Monday, February 20, 2012

Correspondence

Having grown older in an age of internet, social networking and instant messaging, I wonder what my children will think in my passing one day. There won't be any special letters, keepsake journals, or nuggets of wisdom I had imparted somewhere on a page here or there. My journaling I publish will be just that, published, likely long since read by then (I hope).

 Writing for oneself can be a liberating journey, or challenging, or scary. Sometimes I write something and publish on my blog and check my hit count relentlessly, hoping that what I thought of as "good" will be seen by many others. Though, that is hardly the reason I write. I began writing my thoughts in blog form for me. I wanted to write to myself.

 As many of you know the day to day doldrums can make it very challenging to chart your own path, growth, or changes. My blog with all it's stories, musings and insights allows me to see where I have come from. But a blog is purely one sided, it is my internal monologue, with little response. While I converse with a few people regularly, I don't correspond.
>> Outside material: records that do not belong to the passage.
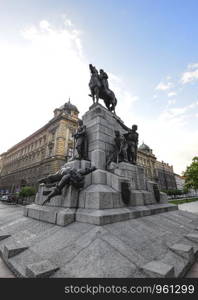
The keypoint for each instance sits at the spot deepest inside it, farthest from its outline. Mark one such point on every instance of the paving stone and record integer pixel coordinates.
(65, 217)
(192, 236)
(4, 236)
(41, 269)
(158, 269)
(185, 251)
(12, 249)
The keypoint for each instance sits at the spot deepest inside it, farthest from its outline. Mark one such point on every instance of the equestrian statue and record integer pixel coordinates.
(99, 88)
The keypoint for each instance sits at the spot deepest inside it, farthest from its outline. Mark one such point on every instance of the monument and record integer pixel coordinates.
(112, 221)
(102, 183)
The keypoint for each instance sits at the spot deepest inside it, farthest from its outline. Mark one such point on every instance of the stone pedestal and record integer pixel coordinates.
(100, 201)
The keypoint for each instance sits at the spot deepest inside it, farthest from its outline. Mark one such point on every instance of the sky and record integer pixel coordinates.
(148, 48)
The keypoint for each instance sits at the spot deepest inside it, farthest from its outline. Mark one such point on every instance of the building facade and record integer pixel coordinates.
(160, 172)
(165, 176)
(147, 159)
(43, 152)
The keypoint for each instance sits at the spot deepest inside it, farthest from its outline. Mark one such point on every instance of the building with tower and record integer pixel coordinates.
(41, 153)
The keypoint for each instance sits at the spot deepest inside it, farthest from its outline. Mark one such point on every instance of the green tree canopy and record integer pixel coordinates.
(191, 174)
(27, 191)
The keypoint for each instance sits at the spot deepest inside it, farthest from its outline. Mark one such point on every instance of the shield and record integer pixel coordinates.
(125, 191)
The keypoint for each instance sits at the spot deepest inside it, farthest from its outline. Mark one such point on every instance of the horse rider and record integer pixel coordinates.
(104, 80)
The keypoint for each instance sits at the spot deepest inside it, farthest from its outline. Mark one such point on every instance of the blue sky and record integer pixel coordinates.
(148, 47)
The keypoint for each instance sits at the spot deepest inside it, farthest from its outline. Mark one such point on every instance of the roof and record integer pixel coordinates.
(144, 147)
(68, 106)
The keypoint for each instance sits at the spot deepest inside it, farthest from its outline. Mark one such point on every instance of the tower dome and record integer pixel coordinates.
(144, 147)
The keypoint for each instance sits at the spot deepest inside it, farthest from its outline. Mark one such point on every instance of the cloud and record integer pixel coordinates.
(191, 74)
(171, 101)
(172, 94)
(193, 66)
(164, 86)
(40, 72)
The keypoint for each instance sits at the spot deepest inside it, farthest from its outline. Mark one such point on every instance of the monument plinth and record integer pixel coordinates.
(112, 193)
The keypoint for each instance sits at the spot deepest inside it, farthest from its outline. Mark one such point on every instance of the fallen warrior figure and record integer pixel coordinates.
(64, 177)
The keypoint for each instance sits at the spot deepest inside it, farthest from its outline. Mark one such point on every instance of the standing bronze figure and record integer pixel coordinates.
(81, 144)
(132, 142)
(99, 88)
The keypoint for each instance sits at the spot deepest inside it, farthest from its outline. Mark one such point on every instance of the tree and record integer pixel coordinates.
(191, 174)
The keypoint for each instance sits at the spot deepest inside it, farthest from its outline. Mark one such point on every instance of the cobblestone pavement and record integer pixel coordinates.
(8, 213)
(4, 271)
(193, 208)
(190, 207)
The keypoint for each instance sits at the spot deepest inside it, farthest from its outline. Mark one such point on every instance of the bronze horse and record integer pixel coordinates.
(99, 92)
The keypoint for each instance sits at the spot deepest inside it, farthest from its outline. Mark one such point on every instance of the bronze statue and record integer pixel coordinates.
(132, 142)
(64, 177)
(81, 144)
(119, 153)
(99, 88)
(121, 147)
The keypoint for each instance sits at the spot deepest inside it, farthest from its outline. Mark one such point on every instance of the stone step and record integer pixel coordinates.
(4, 236)
(42, 269)
(107, 216)
(54, 215)
(98, 196)
(158, 269)
(13, 249)
(192, 237)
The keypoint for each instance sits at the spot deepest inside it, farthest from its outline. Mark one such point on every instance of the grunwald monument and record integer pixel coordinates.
(99, 216)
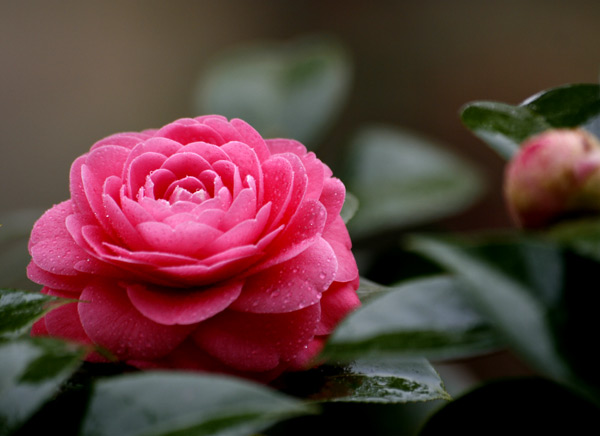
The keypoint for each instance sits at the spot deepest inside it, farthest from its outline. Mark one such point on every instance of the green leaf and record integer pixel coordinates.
(392, 380)
(530, 405)
(500, 285)
(161, 403)
(32, 372)
(289, 89)
(425, 317)
(567, 105)
(401, 179)
(502, 126)
(20, 309)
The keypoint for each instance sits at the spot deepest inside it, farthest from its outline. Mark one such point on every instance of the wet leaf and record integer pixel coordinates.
(425, 317)
(401, 180)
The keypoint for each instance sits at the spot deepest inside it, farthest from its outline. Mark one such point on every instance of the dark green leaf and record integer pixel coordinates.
(401, 179)
(532, 406)
(291, 90)
(397, 380)
(20, 309)
(426, 317)
(512, 283)
(32, 372)
(567, 105)
(161, 403)
(502, 126)
(583, 236)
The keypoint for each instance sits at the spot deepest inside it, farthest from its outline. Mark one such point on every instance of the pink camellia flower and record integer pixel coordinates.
(199, 245)
(555, 174)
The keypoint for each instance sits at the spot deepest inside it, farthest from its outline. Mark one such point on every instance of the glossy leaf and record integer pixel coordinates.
(397, 380)
(20, 309)
(292, 90)
(519, 285)
(32, 372)
(568, 105)
(504, 127)
(161, 403)
(425, 317)
(401, 180)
 Having just finished "John Adams" the HBO special I couldn't help but think how useful writing to an old friend to muse about thoughts would be. As John Adams and Thomas Jefferson old friends and sometimes political rivals did in their later years. This is useful in the sense that you have someone to bounce ideas off of, and they with you, but you both gain the benefit of an additional perspective on your thoughts in a way that allows far more thought than conversation. Writing allows one to polish one's thoughts into exactly what you wish to say, as opposed to what you can think to say in the moment.
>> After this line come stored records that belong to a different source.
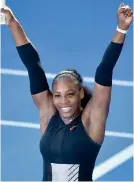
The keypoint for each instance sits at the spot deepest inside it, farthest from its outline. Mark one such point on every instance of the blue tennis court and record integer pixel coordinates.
(67, 34)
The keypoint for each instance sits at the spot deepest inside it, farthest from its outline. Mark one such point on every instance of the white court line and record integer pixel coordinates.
(102, 168)
(37, 126)
(52, 75)
(113, 162)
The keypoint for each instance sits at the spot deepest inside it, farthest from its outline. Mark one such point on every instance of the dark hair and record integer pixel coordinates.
(87, 91)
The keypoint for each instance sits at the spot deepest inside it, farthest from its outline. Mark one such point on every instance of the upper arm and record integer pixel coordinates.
(44, 103)
(96, 112)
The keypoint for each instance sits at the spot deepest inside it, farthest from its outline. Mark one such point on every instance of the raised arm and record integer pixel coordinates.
(38, 83)
(96, 112)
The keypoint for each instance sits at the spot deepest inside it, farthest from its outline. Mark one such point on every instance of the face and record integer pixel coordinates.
(67, 97)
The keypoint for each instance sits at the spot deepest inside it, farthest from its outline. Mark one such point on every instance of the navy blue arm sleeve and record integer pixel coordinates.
(31, 60)
(104, 71)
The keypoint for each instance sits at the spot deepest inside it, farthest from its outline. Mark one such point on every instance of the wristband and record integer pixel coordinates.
(121, 31)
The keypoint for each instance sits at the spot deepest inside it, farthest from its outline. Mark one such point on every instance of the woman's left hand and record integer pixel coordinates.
(125, 17)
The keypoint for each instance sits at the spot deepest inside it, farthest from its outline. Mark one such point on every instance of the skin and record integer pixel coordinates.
(67, 93)
(95, 113)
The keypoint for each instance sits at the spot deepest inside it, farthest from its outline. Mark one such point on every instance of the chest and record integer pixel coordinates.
(67, 145)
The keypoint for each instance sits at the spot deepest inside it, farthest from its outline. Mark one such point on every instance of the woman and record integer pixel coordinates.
(72, 124)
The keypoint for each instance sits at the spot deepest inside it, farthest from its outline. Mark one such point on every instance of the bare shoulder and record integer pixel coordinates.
(44, 102)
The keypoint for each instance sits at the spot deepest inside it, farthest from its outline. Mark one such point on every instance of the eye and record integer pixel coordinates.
(71, 94)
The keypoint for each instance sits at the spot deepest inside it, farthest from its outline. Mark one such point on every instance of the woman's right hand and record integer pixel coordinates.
(10, 18)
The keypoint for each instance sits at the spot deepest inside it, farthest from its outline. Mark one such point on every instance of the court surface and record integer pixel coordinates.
(67, 34)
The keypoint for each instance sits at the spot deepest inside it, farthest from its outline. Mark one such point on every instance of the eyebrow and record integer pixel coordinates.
(70, 90)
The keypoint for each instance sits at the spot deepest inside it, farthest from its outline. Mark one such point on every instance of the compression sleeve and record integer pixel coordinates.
(31, 60)
(104, 71)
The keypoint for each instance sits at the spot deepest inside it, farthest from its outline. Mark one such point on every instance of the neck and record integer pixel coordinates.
(69, 120)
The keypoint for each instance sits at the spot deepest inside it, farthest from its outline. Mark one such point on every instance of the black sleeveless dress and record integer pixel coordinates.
(68, 152)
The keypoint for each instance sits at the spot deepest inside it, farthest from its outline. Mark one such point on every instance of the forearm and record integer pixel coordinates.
(18, 33)
(119, 37)
(104, 71)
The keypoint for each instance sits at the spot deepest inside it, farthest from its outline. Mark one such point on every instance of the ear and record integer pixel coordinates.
(81, 93)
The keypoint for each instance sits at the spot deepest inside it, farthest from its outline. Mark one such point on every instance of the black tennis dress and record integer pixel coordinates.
(68, 152)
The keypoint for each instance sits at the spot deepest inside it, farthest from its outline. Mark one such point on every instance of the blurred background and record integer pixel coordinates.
(67, 34)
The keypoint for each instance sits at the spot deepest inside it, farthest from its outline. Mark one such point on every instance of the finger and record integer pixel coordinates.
(121, 5)
(2, 10)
The gold mine I think comes in later readings from other people. As a child may read a letter from a friend, you can recount what you were doing, and insights into a parent can become insights further about oneself and sides of parents you never saw. While I hope as my children grow into adults I can share what little wisdom I have with them, and impart my parenting stories with them, I couldn't possibly remember them all. While my internal musings can produce the same effect it is still lacking in it's totality of conversation.

 I think that social media, social networking, and text messaging has allowed one to connect to many on a much easier level, it has also managed to limit our ability to correspond. I am famous for calling people numerous times, not wanting to leave a message and wait for a call, I'd rather just keep calling. My desire for an immediate connection can be rather humerous, but the truely humerous part is that in doing so I further my point, it seems in many ways that people today want contact now, as opposed to when contact is ready. It is a good thing I am not a wine maker.